SPD: Yasağın aslında uzun süre önce alınmış olması gerekti.

Sosyal Demokrat Parti’nin (SPD) Federal Meclis Grubu Sözcülüğü, ülkücülere yönelik bir yasağın aslında uzun süre önce alınmış olması gerektiğini söyledi.

Mahkemeler bu kararı geri çevire bilir mi?

Almanya’da dernek ve örgütlenme hakkının önemli bir demokratik değer olduğuna işaret eden SPD, İçişleri Bakanlığı tarafından çıkarılacak bir yasağın, mahkemelerden dönmeyecek şekilde sağlam temellere dayandırılması gerektiğini de dile getirdi.

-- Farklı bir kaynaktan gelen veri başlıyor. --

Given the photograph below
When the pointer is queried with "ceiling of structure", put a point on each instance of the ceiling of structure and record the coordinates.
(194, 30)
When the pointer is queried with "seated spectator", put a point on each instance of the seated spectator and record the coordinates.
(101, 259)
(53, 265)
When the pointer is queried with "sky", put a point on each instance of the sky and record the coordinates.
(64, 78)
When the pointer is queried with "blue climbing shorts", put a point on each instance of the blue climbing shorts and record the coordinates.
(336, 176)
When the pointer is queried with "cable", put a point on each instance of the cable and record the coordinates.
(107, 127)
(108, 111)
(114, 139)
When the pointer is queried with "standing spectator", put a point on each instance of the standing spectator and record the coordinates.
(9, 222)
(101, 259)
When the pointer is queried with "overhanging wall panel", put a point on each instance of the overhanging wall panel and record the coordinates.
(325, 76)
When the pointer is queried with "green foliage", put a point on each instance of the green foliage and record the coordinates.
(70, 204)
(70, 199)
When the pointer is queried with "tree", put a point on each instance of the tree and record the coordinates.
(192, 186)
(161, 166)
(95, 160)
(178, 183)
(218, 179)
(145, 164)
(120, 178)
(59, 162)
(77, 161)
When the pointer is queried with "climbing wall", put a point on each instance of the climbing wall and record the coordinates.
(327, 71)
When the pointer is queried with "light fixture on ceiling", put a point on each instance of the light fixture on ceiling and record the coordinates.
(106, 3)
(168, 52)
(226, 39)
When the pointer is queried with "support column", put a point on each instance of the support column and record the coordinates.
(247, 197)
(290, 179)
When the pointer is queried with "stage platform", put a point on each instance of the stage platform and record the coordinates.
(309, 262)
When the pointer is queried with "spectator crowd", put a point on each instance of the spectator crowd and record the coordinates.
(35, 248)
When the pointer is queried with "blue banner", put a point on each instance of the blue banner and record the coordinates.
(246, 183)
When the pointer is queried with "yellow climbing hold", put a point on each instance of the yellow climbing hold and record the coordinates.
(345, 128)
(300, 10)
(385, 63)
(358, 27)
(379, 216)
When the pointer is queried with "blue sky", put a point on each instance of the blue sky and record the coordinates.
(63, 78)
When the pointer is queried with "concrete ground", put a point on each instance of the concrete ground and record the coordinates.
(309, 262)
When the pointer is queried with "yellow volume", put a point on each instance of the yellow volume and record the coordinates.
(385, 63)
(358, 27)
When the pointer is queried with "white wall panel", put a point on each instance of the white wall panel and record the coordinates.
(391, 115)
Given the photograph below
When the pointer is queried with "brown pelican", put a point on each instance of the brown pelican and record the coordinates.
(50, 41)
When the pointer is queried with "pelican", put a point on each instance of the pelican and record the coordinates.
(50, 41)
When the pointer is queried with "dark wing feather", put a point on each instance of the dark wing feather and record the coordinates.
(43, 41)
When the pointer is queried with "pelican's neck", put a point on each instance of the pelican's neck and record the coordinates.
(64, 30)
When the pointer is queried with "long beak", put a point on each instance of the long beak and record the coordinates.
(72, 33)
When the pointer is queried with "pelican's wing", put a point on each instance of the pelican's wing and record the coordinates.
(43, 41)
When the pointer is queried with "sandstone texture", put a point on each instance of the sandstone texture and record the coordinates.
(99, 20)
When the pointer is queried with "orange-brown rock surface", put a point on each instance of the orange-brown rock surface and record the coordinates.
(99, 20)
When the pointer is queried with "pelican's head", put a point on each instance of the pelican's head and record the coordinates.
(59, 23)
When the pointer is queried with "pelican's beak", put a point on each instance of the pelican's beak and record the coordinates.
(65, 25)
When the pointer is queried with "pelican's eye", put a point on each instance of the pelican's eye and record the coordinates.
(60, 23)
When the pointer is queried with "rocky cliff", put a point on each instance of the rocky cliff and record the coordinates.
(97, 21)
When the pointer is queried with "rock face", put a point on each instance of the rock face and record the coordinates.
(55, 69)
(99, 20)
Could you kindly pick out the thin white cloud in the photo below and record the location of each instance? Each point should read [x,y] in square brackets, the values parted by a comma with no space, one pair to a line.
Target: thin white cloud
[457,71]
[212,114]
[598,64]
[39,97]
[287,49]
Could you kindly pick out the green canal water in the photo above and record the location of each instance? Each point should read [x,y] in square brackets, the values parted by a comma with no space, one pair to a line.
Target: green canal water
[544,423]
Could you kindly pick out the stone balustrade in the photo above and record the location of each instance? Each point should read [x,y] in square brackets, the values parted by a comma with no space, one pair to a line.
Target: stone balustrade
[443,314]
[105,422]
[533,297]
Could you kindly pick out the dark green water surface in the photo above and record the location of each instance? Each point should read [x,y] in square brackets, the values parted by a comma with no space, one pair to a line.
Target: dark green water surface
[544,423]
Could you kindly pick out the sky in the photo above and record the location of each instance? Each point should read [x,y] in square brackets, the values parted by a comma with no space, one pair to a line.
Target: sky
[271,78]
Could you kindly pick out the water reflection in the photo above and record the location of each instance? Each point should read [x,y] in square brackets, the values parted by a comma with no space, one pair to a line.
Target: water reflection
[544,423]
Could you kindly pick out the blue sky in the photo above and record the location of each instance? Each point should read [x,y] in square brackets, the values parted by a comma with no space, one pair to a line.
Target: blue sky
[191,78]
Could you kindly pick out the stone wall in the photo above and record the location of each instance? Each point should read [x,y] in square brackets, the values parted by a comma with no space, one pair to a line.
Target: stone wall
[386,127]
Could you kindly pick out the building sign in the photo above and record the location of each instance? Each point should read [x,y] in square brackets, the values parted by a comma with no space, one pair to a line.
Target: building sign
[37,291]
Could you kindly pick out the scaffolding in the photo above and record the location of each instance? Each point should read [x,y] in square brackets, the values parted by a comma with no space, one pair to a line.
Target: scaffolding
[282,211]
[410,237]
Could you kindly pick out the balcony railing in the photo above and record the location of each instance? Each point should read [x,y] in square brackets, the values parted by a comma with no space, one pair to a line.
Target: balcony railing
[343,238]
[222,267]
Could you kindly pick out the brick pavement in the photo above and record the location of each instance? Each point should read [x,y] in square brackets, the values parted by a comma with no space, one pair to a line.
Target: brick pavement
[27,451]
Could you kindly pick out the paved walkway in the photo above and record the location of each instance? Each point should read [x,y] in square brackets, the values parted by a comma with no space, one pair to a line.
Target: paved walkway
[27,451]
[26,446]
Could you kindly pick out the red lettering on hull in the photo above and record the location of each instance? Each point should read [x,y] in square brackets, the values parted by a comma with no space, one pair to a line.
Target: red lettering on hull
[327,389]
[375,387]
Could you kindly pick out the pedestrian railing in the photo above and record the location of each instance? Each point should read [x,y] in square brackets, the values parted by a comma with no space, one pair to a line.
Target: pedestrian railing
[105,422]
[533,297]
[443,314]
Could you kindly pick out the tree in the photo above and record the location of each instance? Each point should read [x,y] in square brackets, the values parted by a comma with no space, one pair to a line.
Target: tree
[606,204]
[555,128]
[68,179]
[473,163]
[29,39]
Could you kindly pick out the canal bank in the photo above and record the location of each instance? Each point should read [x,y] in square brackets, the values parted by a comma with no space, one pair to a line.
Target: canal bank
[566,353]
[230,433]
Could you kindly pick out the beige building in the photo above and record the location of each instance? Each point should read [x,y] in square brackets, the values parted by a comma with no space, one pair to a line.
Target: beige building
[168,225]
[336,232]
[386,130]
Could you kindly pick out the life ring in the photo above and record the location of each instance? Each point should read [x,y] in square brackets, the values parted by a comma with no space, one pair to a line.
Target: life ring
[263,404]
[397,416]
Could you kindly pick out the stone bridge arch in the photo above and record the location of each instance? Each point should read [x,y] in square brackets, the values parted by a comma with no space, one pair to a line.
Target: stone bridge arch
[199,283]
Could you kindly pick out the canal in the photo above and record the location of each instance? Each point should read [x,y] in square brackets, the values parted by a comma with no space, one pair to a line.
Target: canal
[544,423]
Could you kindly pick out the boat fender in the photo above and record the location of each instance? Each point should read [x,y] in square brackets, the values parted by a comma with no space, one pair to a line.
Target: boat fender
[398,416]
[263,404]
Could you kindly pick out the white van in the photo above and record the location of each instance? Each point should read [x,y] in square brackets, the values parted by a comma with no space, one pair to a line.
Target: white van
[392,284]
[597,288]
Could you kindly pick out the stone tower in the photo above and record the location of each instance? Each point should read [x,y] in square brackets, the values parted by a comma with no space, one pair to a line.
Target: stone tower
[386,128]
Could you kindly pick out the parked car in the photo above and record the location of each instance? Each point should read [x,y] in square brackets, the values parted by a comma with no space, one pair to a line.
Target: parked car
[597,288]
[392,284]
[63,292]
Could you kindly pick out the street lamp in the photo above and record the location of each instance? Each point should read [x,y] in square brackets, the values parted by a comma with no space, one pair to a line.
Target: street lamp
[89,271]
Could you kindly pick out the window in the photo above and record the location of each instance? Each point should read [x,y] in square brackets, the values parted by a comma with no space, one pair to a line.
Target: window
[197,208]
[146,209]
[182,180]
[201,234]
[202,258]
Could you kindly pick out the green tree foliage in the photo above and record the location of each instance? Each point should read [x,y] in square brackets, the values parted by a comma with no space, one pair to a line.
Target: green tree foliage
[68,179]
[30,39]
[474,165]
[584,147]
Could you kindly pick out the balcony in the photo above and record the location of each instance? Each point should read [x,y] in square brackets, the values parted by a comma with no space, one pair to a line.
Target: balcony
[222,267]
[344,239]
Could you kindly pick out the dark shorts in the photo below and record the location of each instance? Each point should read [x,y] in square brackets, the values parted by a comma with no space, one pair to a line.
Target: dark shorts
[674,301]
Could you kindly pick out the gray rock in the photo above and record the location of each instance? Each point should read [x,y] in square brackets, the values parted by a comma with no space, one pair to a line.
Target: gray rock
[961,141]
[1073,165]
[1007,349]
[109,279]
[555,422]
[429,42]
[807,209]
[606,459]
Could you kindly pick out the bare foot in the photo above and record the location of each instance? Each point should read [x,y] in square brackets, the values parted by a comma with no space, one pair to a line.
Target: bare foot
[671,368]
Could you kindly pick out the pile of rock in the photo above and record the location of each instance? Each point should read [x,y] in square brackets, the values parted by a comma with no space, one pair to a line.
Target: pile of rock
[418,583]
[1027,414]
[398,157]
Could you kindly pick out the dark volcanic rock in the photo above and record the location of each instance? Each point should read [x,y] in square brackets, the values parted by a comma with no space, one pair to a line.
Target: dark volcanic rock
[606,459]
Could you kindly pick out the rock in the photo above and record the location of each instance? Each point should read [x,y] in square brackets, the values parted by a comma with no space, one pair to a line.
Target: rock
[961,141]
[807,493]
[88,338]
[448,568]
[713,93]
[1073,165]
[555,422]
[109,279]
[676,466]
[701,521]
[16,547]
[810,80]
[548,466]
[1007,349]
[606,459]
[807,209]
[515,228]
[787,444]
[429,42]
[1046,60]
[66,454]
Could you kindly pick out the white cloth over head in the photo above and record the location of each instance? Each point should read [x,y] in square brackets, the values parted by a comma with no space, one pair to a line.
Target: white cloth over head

CDU: Ülkücülerin yasaklanmasının şart!

İktidarın büyük ortağı Hristiyan Demokrat Birlik’in (CDU) Federal Meclis İçişleri Komisyonu üyesi Christoph de Vries de ülkücülerin yasaklanmasının şart olduğu görüşünde. Ülkücülerin „ultra milliyetçi ideolojisinin insanları aşağılayıcı“ olduğunu söyleyen CDU’lu de Vries, Almanya’daki özgür ve demokratik düzen için bir tehdit teşkil ettiğini ifade etti.

„Başka dini ve etnik grupları küçük gören faşist ve ırkçı ideolojilerin, bu ülkede yeri yok“

CDU’lu vekil Christoph Ploß ile birlikte Bozkurtlar’ın yasaklanmasını talep eden de Vries, „Başka dini ve etnik grupları küçük gören faşist ve ırkçı ideolojilerin, Alman veya göçmen kökenli olmasından bağımsız bu ülkede yeri yok“ diye konuştu.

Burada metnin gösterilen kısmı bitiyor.